Annotate this Case

1960 OK 258
357 P.2d 969
Case Number: 38644
Decided: 12/20/1960
Supreme Court of Oklahoma



¶0 1. In granting or denying a new trial the trial court should exercise sound legal discretion in accordance with recognized principles of law.
2. Although irregular in form, if a verdict substantially finds the question in issue in such a way as will enable the court intelligently to pronounce judgment thereon for one or the other party, according to the manifest intention of the jury, it is sufficiently certain to support a judgment and should not be vacated on motion for a new trial.
3. When Supreme Court determines that the lower court clearly abused its discretion, or erred on some pure, unmixed question of law in granting or denying new trial, order of trial court will be reversed.

Appeal from District Court of Tulsa County; Lewis C. Johnson, Judge.

Action to recover damages under two causes of action for injury to the person and property. Jury returned a verdict in favor of plaintiff for both causes of action allowing recovery for damage to property, but specifically denying any amount for injury to the person. Trial court sustained plaintiff's motion for new trial, from which order the defendant appeals. Reversed with directions.

Rucker, Tabor & Cox, Joseph M. Best, O.H. (Pat) O'Neal, Tulsa, for plaintiff in error.

Roehm A. West, Charles E. Norman, Tulsa, for defendant in error.

IRWIN, Justice.

¶1 The present litigation was occasioned by a collision between two automobiles at a Tulsa County intersection. The amended petition charges several acts of negligence on the part of the defendant. Two causes of action were joined. One for injury to plaintiff's person; the other for damages to the automobile.
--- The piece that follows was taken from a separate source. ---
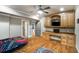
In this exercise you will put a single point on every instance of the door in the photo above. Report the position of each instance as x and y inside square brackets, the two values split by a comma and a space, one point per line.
[38, 29]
Under the former, recovery was sought for present and future medical expenses as well as for pain and suffering. Defendant answered by general denial, plea of contributory negligence, unavoidable casualty and sudden emergency. Upon submission of the cause to a jury a verdict was returned in this form:

"We, the jury empaneled and sworn in the above entitled cause, do upon our oaths, find the issues for the plaintiff and fix the amount of his recovery at $ None for first cause of action for personal injuries None, for second cause of action for damage to auto $307.00."

¶2 The lower court sustained plaintiff's motion for a new trial. Defendant seeks corrective relief from this court and contends that the order granting a new trial, being wholly unsupported by any tenable grounds cognizable by law, was an arbitrary and capricious act constituting error of law and an abuse of sound judicial discretion. In our reference to the parties we will continue to use their trial court designation.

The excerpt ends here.